There’s a lot women can do to support their body and reduce their risk. The start is eating a well balanced whole food diet high in fruit and vegetable intake especially cruciferous veggies. Cruciferous veggies include broccoli, cauliflower, brussel sprouts and kale. In addition there are specific compounds that have been shown to lower risk including the following:
* Lignans-lignans are naturally occuring and are found in flax, sesame, sunflower and pumpkin seeds. Lignans can help protect the body by attaching to estrogen receptor sites providing the body protection from harmful estrogens. One study found that post-menopausal women who had the highest intake of lignans were 14 percent less likely to develop breast cancer than those with low intakes.

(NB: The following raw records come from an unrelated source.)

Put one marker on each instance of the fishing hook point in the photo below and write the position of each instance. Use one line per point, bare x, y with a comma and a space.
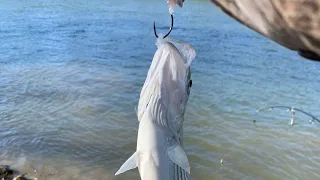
155, 30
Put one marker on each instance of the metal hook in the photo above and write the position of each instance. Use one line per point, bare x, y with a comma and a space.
155, 31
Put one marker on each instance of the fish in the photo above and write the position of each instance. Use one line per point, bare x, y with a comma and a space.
163, 100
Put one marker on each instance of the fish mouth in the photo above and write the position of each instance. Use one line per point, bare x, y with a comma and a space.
180, 3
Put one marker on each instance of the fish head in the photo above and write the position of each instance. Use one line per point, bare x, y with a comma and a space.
167, 87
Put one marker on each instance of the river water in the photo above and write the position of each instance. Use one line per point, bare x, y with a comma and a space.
71, 73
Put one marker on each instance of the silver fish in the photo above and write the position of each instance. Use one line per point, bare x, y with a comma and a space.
162, 104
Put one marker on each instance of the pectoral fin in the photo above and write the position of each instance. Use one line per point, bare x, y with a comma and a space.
178, 156
131, 163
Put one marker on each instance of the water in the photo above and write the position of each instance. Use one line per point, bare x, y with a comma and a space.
71, 73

Iodine-Americans have decreased their iodine consumption by 50 percent since the 1970’s. The main reason for this is a low salt diet. Iodine not only supports thyroid function, it also supports prostate, breast health and immune function. Those with an auto-immune disease want to be careful as to how much iodine they take in.
Vitamin D-research has shown Vitamin D can help protect the body from breast cancer. Vitamin D has been shown to decrease the risk of many forms of cancer including breast, uterine and ovarian cancer. The optimal blood level for Vitamin D is 50-80.